The trade package also includes a 10-year, $12 billion plan to help workers who lose their jobs because of trade and renews a program of low tariffs with Colombia and three other Andean nations designed to help their economies and make them less reliant on illegal drugs.
The legislation was hailed as monumental in scope. Commerce Secretary Donald Evans called it a ``victory for the entire world, a kind of tool we need to lead the world to peace and prosperity.''
Senate Finance Committee Chairman Max Baucus, D-Mont., who guided the bill through the Senate with Republican Charles Grassley of Iowa, said it would ``help restore American trade prestige worldwide, so desperately needed. It also will help give the economy a boost.''
But the measure, sought by Bush since his first days in office, also met strong opposition, largely from Democrats who balked at ceding to the president the powers over foreign commerce that the Constitution gives Congress. They warned against trade agreements that would encourage job-killing imports or undermine worldwide labor or environmental standards.
Congress, said Sen. Byron Dorgan, D-N.D., is ``handcuffing itself'' when ``a huge growing trade deficit is beginning to strangle this country.''
The bill narrowly passed the House on a 215-212 vote Saturday morning. In both chambers the bill was the last vote before members left for their August break.
Trade promotion authority allows the president to negotiate trade agreements that Congress may approve or reject but cannot change. First given to the president in 1974, Congress refused to extend it after it expired during the Clinton administration in 1994, mainly because of concerns from Democrats and their allies in the labor and environmental lobbies.
Backers of the bill said America has been left behind since then, participating in only three free trade agreements _ with Israel, with Jordan and in the North American Free Trade Agreement with Mexico and Canada. There have been 193 such agreements around the world in that time.
The return of fast track, said U.S. Chamber of Commerce President and Chief Executive Officer Thomas Donohue, ``takes American businesses off the sidelines and puts them back in the game.'' He said it would help not only American manufacturers but also those involved in insurance, banking and investment. ``The market will respond positively,'' he predicted.

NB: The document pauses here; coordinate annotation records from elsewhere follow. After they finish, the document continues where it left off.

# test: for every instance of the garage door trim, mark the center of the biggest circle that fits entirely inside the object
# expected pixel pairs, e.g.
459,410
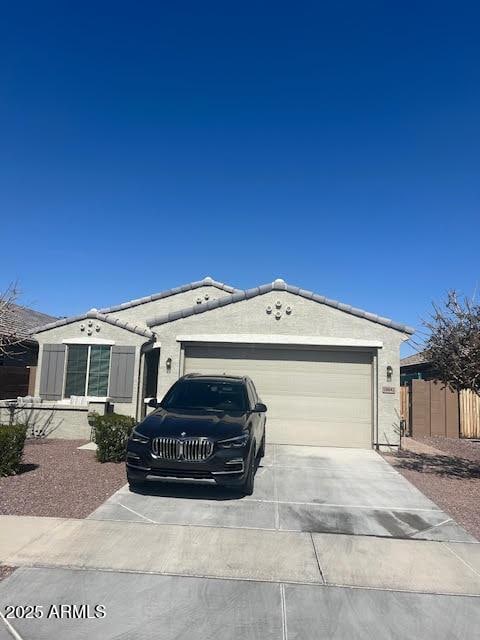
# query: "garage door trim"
350,410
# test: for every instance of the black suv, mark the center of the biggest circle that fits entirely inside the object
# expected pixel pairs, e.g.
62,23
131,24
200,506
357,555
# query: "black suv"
206,427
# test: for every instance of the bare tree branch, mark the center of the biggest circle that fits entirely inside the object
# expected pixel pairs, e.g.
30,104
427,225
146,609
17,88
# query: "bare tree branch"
453,343
12,330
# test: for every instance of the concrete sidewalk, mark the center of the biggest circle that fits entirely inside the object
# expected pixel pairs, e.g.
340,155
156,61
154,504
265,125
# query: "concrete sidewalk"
258,555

Bush, in his conversation with Senate leaders, said U.S. Trade Representative Robert Zoellick has ``got his running shoes on _ he's going to hit the ground running to bring us some good trade agreements.''
Zoellick, appearing at a news conference with the senators, said that with the renewed negotiating clout he hoped to conclude current free trade talks with Chile and Singapore within a matter of months. He said he hopes to soon initiate talks with Central America, Morocco, Australia and countries in southern Africa.
Most important, the United States intends to take a leading role in a new round of World Trade Organization trade liberalization talks.

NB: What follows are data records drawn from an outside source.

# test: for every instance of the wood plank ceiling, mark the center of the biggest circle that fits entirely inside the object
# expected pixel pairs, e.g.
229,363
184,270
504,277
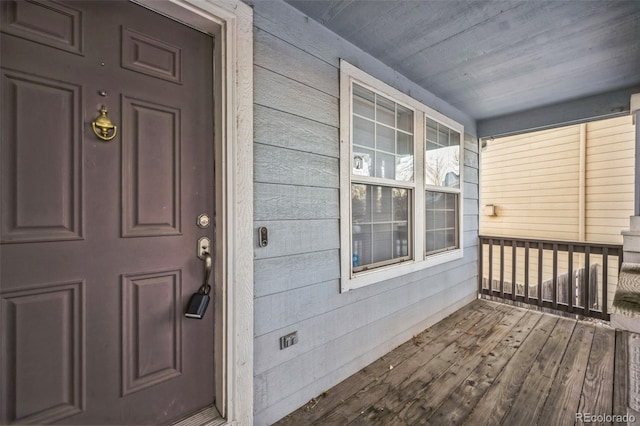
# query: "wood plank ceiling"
492,58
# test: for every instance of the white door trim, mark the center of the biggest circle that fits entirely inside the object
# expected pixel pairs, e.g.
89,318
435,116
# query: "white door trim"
231,24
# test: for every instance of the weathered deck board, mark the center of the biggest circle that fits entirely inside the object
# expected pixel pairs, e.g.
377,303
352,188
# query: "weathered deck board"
536,387
597,391
485,364
562,402
326,403
495,403
620,379
401,374
464,398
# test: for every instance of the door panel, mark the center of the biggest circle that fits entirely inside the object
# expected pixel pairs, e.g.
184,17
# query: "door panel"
55,106
150,169
99,238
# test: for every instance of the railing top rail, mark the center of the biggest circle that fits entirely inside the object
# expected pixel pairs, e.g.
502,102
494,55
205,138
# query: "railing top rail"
548,241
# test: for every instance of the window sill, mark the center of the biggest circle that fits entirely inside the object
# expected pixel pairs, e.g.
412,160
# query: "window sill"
365,278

Despite the strong vote in the traditionally pro-trade Senate, Baucus said fast track would have never passed without the provisions to expand Trade Adjustment Assistance, a Kennedy-era program giving financial and retraining aid to trade-displaced workers.
The aid program ``is the horse,'' Baucus said. ``Fast track is the rider.''
The bill almost doubles those eligible for the aid program to nearly 200,000, extending it to suppliers to trade-affected plants, farmers and ranchers and some workers whose factories move overseas. For the first time, these workers could get a tax credit to help pay for 65 percent of health insurance costs.